Winter comfort foods transition to Springtime spreads – NY, AZ

It may still feel and look like winter in a lot of locations across the US and Canada, but the calendar says spring has officially sprung and it is time to look forward to the fresh ingredients that early spring gardens will supply all of our favorite eateries as soon as the gardeners can get in the ground and plant their favorite herbs and fruits and veggies.

While waiting for these farm to table fresh ingredients to begin arriving, I will finish enjoying the comfort foods of winter that are beginning the cross-over into spring flavors. March into April is like a hybrid season for foodies – mix and match the hearty pastas, the substantial squash, the full-bodied red blend wines with a lightly blanched Kale salad, savory seasoned baked lake trout, and a crisp fruity sauvignon blanc.

To start off this months food review – is a comfort food review from my daughter and guest blogger, Allison:

New York

For awhile, it has been trendy in the city (NYC) to add bacon to anything: cookies, martinis, even a jar of artisanal salt But it was in New Jersey, and with a more traditional breakfast dish, that I became a bacon convert.

Anderson’s 1949 is a recent addition to Montclair’s robust food scene, an oddly playpen-shaped restaurant with oversized tables that are shared European-style by multiple parties. My formerly kosher friend ordered us two dishes to share: the cornbread-clad Chorizo Scramble ($10) and the Elvis Waffle ($10), a sturdy griddle-cake smothered with butter syrup and whipped peanut butter, piled high with bacon flakes, and—to stave off an Elvis heart attack—topped with thick slices of banana. The dish is an impeccable study in contrasts: salty and sweet, crunchy and creamy. We didn’t even bother trying to speak between peanut butter-gummy bites.

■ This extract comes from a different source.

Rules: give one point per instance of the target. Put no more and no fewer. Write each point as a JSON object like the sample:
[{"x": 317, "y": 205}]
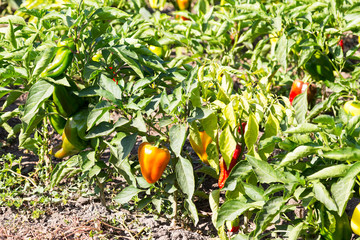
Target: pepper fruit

The Elvis Waffle at Anderson's 1949 eatery in Brooklyn

The Elvis Waffle at Anderson’s 1949 eatery in Montclair, New Jersey

My extra-crispy-bacon-loving mother had always wondered if there was perhaps some glitch in the genetic transfer, a mutation that predisposed me to sausage instead of fried pork fat. Now I can know that I just hadn’t yet met the right slab of bacon.

To continue on this comfort food eating experience, I return to last weeks blog on Glenmere Mansion, in Chester, NY where I indulged in some pretty hearty dishes. As my daughter made note of, I am a bit of a bacon-a-holic. If bacon is on the menu, it will find its way to my plate. “Bacon and eggs” may be the more recognized breakfast combo, but for me it was always pancakes and bacon. And one of my favorite cold weather flavors is pumpkin. So when perusing The Supper Club complimentary breakfast menu at the Glenmere Mansion my eyes immediately settled on “pumpkin pancakes smothered in an apple/cranberry/walnut compote served with a side of bacon” – it was a slam dunk decision.

Thick fluffy pumpkin pancakes smothered with spiced apple/cranberry/walnut compote served with a side of extra crispy bacon.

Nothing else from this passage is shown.